If I had to describe my personal style in two words, they would be comfy and vintage. I gravitate to basics — but let me be clear: basics are not minimalism. The “less is more” mantra has never been mine. There is another way to express your inner self, darlings, and it is accessories — the thing I never stop buying and never seem to have enough of.
Where the personality lives
A plain outfit is a sentence; the accessory is the punctuation that tells you how to read it. A great oversized foulard thrown around the neck. Sneakers — a true addiction, especially the designer capsule collections that turn a sports shoe into a small sculpture. A piece of jewellery with a sense of humour or a streak of the surreal: a necklace shaped like a moustache, a bracelet made of tiny bookworms, something that captures attention without trying. The basics are the stage; these are the actors.
The case against minimalism
Minimalism flatters the garment. The accessory flatters the person. Clothes can be entirely irrelevant when there is a great personality behind them — you stop seeing the fabric and start seeing the human being.
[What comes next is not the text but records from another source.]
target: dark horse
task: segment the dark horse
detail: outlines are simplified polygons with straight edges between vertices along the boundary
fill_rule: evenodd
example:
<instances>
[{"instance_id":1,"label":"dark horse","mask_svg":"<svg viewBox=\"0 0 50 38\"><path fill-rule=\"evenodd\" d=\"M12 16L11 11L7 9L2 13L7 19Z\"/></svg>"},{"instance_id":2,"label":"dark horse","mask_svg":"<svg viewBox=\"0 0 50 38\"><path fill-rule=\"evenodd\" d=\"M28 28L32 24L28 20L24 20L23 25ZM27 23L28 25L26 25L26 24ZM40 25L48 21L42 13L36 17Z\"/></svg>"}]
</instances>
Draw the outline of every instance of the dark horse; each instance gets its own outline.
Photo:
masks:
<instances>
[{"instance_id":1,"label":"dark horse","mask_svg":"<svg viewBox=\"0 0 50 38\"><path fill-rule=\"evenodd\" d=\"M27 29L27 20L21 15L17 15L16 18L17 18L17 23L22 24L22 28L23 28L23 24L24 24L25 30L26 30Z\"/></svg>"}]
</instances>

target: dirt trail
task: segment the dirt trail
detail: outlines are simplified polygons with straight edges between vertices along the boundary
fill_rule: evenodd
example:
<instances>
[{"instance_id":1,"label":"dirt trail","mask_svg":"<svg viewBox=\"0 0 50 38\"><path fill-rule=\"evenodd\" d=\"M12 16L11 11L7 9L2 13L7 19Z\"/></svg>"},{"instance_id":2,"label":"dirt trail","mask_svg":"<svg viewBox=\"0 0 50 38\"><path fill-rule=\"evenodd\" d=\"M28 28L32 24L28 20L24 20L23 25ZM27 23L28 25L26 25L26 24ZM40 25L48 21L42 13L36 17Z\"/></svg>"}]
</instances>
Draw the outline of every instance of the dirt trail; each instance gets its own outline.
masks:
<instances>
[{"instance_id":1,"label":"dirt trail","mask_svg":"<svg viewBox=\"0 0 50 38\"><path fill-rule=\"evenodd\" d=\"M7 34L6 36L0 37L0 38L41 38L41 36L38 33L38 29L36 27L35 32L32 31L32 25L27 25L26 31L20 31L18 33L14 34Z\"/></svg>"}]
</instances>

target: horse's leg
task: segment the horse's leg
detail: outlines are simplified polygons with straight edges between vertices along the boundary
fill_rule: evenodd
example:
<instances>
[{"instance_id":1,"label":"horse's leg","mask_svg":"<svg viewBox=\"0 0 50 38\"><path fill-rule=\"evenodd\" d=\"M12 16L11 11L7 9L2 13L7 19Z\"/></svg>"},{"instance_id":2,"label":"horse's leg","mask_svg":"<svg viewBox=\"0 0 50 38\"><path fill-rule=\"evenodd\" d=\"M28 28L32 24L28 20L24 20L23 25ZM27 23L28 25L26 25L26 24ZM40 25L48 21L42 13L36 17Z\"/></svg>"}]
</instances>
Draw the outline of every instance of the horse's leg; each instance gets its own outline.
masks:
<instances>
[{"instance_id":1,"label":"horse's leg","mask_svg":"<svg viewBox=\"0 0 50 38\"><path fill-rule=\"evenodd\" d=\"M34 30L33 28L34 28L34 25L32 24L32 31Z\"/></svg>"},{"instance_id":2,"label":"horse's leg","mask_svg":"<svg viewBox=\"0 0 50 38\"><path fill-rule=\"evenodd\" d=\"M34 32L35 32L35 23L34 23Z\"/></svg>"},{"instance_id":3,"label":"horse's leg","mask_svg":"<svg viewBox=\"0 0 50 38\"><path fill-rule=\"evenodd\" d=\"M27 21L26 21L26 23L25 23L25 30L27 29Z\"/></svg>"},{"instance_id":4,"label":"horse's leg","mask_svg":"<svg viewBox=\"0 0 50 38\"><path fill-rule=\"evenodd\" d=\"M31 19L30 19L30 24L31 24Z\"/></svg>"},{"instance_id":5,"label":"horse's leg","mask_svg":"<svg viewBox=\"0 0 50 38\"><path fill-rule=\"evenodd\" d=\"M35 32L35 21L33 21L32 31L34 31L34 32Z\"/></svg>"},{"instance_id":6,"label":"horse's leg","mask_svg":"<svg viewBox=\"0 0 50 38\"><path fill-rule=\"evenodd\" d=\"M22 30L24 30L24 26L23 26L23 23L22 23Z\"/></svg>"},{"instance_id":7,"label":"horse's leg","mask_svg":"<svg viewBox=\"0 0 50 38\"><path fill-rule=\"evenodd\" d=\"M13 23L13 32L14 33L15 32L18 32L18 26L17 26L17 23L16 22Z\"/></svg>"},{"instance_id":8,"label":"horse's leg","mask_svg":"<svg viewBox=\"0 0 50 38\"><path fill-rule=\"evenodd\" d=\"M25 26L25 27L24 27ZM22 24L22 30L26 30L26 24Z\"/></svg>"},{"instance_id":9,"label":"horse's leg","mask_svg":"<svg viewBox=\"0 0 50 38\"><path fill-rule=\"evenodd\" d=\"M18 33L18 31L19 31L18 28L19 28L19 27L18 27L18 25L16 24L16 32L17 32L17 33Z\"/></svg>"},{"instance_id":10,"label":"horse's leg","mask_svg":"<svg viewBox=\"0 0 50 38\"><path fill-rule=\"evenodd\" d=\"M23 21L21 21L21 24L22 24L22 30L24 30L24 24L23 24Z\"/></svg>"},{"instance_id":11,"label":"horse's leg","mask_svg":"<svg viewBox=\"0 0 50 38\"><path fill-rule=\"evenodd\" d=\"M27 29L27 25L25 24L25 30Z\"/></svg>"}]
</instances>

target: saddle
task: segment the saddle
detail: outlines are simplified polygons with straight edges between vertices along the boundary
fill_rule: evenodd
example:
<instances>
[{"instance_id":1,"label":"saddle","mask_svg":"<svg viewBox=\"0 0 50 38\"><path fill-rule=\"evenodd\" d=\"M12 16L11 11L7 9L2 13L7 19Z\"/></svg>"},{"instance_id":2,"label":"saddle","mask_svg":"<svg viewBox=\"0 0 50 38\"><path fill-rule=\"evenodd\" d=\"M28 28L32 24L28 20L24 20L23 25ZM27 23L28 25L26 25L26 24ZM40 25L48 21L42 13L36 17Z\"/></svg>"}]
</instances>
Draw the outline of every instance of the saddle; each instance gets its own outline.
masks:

A scarf, a bag in exactly the wrong-right colour, a ring you gaze at when you are bored: these are not afterthoughts. They are the argument.
Reading it again in 2026
After a decade of austere capsule wardrobes and algorithm-approved neutrals, the pendulum has swung back toward exactly this: dopamine dressing, maximal accessorising, the joy of the single odd object that makes an outfit yours. The advice holds up perfectly. Buy the basics, yes — then ruin their good behaviour with one perfect, slightly ridiculous accessory. Simplicity was always the biggest transgression; the accessory is how you commit it.